Dari total personel yang dimiliki BPBD Parigi Moutong, sebagian besar disebut belum memiliki kemampuan teknis memadai dalam mitigasi prabencana maupun penanganan pascabencana. Namun kondisi tersebut tidak diikuti dengan upaya pembenahan yang terukur. Pemerintah daerah justru mempertahankan pola kerja lama dengan dalih penanganan lapangan masih dapat dilakukan secara manual.
Situasi ini terlihat jelas dalam penanganan karhutla di Desa Avolua, Kecamatan Parigi Utara, yang hingga kini belum berhasil dikendalikan dan telah meluas ke Desa Uevolo, Kecamatan Siniu. BPBD Parigi Moutong hanya mampu melakukan pemantauan dan pengerahan personel gabungan tanpa dukungan strategi pemadaman yang memadai.
Petugas gabungan yang terdiri dari Tim Reaksi Cepat (TRC) BPBD, Damkar, Satpol PP, TNI, Polri, serta masyarakat setempat, dikerahkan memadamkan api dengan peralatan seadanya, tangki semprot, jerigen, dan alat manual lain. Keterbatasan sarana membuat upaya pemadaman hanya dilakukan di titik-titik yang mudah dijangkau, sementara api terus membakar wilayah perbukitan.
Padahal, dalam situasi darurat semacam ini, BPBD sebagai penanggung jawab utama semestinya hadir dengan perencanaan taktis, peta risiko, serta metode pemadaman yang mampu mencegah perluasan kebakaran dan meminimalkan kerugian ekonomi warga.
Kondisi tersebut memicu kekecewaan mendalam warga terdampak. Saat peninjauan lapangan oleh Pemerintah Kabupaten Parigi Moutong bersama instansi terkait di Desa Avolua dan Desa Uevolo, Kamis (5/2/2026), dua warga, Rina dan Nurjanah, tak kuasa menahan tangis di hadapan para pejabat.
Rina mengungkapkan bahwa warga selama ini memadamkan api secara mandiri, berjuang menyelamatkan kebun dan pondok yang menjadi tumpuan hidup keluarga. Ia menilai pemerintah daerah baru bertindak setelah api terlanjur membesar dan meluas.
“Kami sudah berusaha padamkan sendiri. Tapi pemerintah hanya memantau. Pemadaman baru dilakukan setelah api makin besar,” ujar Rina dengan suara bergetar.
Menurutnya, tanaman yang terbakar merupakan sumber utama penghidupan keluarga. Ia meminta pemerintah daerah segera mengambil langkah nyata dan serius, serta memberikan perhatian khusus kepada warga yang kehilangan mata pencaharian akibat karhutla.
“Kami mau makan apa kalau semua tanaman habis terbakar. Seharusnya sebelum api membesar sudah ada upaya pemadaman,” katanya.
Warga Desa Uevolo melaporkan ratusan tanaman produktif hangus terbakar, mulai dari durian, alpukat, pala, kakao, hingga cengkeh.
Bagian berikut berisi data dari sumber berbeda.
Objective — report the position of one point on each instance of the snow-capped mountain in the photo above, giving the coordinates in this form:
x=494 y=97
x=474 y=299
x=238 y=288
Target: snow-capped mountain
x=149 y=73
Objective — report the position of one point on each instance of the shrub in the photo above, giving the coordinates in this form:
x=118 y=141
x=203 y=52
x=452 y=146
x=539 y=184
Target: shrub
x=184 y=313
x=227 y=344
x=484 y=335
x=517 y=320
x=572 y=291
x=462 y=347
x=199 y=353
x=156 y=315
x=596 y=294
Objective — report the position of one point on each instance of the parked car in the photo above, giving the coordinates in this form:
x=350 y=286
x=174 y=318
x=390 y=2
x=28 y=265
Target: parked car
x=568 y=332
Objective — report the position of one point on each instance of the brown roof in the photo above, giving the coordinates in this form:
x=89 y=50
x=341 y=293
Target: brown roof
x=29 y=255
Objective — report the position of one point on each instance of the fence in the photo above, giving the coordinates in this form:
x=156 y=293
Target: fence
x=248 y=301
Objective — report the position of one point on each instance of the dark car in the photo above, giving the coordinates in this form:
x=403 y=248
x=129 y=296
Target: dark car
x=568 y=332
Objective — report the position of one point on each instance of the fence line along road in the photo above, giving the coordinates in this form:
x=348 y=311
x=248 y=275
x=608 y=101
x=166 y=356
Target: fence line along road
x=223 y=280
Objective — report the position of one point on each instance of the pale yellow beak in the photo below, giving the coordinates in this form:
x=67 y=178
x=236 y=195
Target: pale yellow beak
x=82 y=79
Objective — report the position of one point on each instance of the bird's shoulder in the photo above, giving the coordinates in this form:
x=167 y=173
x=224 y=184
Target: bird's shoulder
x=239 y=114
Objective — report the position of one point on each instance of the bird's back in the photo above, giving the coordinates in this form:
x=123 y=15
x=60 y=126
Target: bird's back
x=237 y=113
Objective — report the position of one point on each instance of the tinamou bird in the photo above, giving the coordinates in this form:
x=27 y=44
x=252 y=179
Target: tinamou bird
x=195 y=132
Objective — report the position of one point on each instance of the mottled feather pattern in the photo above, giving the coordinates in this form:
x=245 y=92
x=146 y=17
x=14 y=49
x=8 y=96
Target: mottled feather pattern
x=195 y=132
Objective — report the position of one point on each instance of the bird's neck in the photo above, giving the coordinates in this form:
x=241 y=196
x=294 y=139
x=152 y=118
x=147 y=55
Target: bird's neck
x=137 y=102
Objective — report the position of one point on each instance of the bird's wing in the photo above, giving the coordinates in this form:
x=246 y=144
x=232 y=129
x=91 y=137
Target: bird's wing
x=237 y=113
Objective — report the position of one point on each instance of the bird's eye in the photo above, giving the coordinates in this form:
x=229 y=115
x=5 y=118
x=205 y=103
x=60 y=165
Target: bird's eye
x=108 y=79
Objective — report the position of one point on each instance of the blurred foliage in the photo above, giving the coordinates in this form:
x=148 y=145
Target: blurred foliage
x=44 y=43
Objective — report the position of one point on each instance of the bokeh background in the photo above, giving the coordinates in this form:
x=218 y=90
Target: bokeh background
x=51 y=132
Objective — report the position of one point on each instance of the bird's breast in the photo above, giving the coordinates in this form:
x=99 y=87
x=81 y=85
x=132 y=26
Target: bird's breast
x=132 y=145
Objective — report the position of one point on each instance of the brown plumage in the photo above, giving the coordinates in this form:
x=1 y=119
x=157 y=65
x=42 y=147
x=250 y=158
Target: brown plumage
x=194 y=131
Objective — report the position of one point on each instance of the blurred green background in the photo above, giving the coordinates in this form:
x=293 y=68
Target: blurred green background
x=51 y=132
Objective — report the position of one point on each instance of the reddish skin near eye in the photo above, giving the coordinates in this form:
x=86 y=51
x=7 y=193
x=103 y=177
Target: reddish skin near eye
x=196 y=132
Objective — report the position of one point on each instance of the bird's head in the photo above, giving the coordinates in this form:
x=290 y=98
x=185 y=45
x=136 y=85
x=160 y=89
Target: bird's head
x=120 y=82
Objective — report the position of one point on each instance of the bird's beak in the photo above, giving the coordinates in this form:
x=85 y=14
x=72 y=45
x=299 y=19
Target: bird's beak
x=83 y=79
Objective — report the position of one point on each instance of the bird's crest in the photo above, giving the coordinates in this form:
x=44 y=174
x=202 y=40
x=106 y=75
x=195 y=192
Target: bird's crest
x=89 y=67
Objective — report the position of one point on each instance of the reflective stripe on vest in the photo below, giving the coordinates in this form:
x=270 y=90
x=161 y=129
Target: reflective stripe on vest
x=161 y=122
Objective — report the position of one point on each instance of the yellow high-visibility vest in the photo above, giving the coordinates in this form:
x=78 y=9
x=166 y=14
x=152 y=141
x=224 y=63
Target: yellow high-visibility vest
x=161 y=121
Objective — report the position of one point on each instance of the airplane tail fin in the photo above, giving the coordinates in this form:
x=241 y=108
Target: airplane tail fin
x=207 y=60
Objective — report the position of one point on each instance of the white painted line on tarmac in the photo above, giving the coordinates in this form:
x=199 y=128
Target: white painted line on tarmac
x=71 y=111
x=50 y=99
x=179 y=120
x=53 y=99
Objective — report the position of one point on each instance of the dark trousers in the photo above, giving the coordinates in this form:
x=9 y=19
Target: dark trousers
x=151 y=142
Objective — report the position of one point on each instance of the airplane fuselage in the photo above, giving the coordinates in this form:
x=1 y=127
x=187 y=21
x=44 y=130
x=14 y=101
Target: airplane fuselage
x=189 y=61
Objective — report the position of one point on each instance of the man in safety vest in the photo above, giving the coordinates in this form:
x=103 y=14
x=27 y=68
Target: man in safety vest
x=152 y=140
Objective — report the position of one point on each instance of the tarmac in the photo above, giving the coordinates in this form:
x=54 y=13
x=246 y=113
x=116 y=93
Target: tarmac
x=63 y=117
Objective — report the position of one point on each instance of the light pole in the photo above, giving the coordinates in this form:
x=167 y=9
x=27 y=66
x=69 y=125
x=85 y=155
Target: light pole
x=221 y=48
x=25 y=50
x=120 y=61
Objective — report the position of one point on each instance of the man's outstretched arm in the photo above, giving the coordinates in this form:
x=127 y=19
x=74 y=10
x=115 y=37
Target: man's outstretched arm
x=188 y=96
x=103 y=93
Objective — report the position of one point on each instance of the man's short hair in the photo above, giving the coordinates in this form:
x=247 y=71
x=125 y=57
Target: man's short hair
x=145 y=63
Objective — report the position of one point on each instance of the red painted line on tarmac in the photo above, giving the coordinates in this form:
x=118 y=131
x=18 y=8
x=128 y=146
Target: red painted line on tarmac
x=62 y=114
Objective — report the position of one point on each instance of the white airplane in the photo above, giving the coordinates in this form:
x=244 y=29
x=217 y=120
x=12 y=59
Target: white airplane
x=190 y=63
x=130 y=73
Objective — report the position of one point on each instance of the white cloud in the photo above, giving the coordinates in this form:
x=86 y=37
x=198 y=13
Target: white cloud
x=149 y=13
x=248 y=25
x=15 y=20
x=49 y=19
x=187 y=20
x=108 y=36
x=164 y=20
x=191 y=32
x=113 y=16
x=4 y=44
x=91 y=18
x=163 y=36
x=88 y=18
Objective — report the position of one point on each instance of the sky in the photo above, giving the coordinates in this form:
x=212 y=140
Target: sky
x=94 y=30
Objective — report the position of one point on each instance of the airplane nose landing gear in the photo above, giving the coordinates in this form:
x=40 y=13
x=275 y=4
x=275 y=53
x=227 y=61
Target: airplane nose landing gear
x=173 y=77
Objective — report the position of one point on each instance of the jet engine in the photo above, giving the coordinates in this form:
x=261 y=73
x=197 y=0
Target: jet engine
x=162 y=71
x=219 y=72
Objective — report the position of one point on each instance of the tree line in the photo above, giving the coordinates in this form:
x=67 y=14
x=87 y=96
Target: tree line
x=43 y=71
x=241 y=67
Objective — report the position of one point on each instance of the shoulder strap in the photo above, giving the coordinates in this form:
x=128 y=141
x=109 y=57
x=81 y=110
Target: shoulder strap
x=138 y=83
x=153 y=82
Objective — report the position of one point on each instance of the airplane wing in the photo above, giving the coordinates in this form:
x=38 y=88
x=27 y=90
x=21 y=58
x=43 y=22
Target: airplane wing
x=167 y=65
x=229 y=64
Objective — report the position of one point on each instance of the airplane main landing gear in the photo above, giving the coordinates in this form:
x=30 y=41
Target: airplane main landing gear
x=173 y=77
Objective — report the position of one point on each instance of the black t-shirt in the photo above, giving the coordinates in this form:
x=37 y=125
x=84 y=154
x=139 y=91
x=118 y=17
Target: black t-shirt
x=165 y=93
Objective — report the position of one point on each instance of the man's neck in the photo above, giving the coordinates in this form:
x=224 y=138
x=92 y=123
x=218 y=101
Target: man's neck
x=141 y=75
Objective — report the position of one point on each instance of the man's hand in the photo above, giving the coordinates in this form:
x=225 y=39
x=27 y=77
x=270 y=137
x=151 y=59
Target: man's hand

Tanaman palawija seperti cabai dan sayuran juga tak luput dari amukan api. Luasan lahan terbakar di wilayah ini diperkirakan mencapai sekitar 20 hektare dan hingga kini api masih belum sepenuhnya padam.
Berdasarkan laporan Pusdalops BPBD Parigi Moutong, total luas lahan terbakar di Desa Avolua dan Uevolo diperkirakan mencapai 45 hektare. Namun data pantauan satelit milik Pemerintah Provinsi Sulawesi Tengah menunjukkan kebakaran telah meluas hingga sekitar 90 hektare. Perbedaan data tersebut masih dalam proses verifikasi lapangan.
BPBD Parigi Moutong sendiri telah menetapkan status siaga darurat karhutla dan kekeringan sejak 30 Januari hingga 29 Februari 2026 di seluruh wilayah kabupaten. Posko terpadu penanganan karhutla dan kekeringan juga didirikan di Desa Toboli, Kecamatan Parigi Utara. Namun, hingga kini, status siaga belum berbanding lurus dengan peningkatan kapasitas penanganan di lapangan.